Comédie sortie fin 2021. Deux astronomes découvrent une météorite sur une trajectoire de collision avec la Terre. A leur grand désarroi, le gouvernement des États-Unis et les médias considèrent l’information comme juste une info de plus et non pas la priorité absolue que cela devrait être.

C’était une comédie sympathique mais assez anecdotique. J’ai trouvé que le sous-texte politique était assez peu réussi : globalement le problème c’est « le vilain PDG, la vilaine présidente, les vilains présentateurs télé », je trouve qu’alors qu’il prétend dénoncer « le système », le film passe finalement singulièrement à côté de ça : du coup ça fait assez daté, une critique des années Trump alors qu’on voit bien depuis le début du mandat de Biden que ça ne marche pas du tout mieux avec lui : on ne peut pas réduire le problème aux visages qui l’incarnent.
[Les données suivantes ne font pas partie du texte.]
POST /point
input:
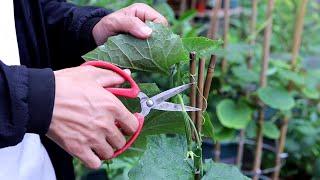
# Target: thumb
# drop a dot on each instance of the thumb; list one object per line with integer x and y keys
{"x": 136, "y": 27}
{"x": 107, "y": 78}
Par contre c’est bien joué, avec un casting de stars impressionnant. J’ai bien aimé le personnage assez secondaire de Timothée Chalamet, qui a plus de profondeur en quelques scènes que les personnages principaux. Le running gag des snacks de la Maison Blanche était rigolo par son côté totalement absurde, mais pour le reste les gags étaient quand même assez faciles.

Shang-Chi and the legend of the ten rings, des studios Marvel

Film Marvel qui avait l’avantage de fort peu référencer leurs n-milles autres films et de se tenir en tant que standalone. Shang-Chi est le fils d’un criminel immortel qui veut conquérir un village magique. En désaccord avec son père, Shang-Chi vit sous pseudonyme en Amérique, jusqu’à ce que son père retrouve sa trace. Il va alors devoir s’allier avec sa sœur pour mettre en échec les plans de son père. Vous l’aurez compris c’est une histoire familiale, avec des super-pouvoirs en plus. J’ai bien aimé le début, les questions de double culture et le fait que les dialogues alternent entre anglais et chinois.

Pour le reste c’était assez quelconque, avec des créatures magiques en images de synthèse assez laide et une trame très classique. Comme je l’ai dit l’intérêt c’était d’être regardable sans une connaissance préalable de tout le reste des produits Marvel.

The Matrix Resurrections, de Lana Wachowsky

Quatrième film de la saga Matrix, sorti en 2021. Il y a de gros défauts, mais globalement j’ai passé un bon moment au cinéma. On profite largement plus du film en ayant en tête les enjeux posés dans les trois premiers, et en allant le voir en en sachant le moins possible dessus, j’avertis donc sur les spoilers que contient cet article.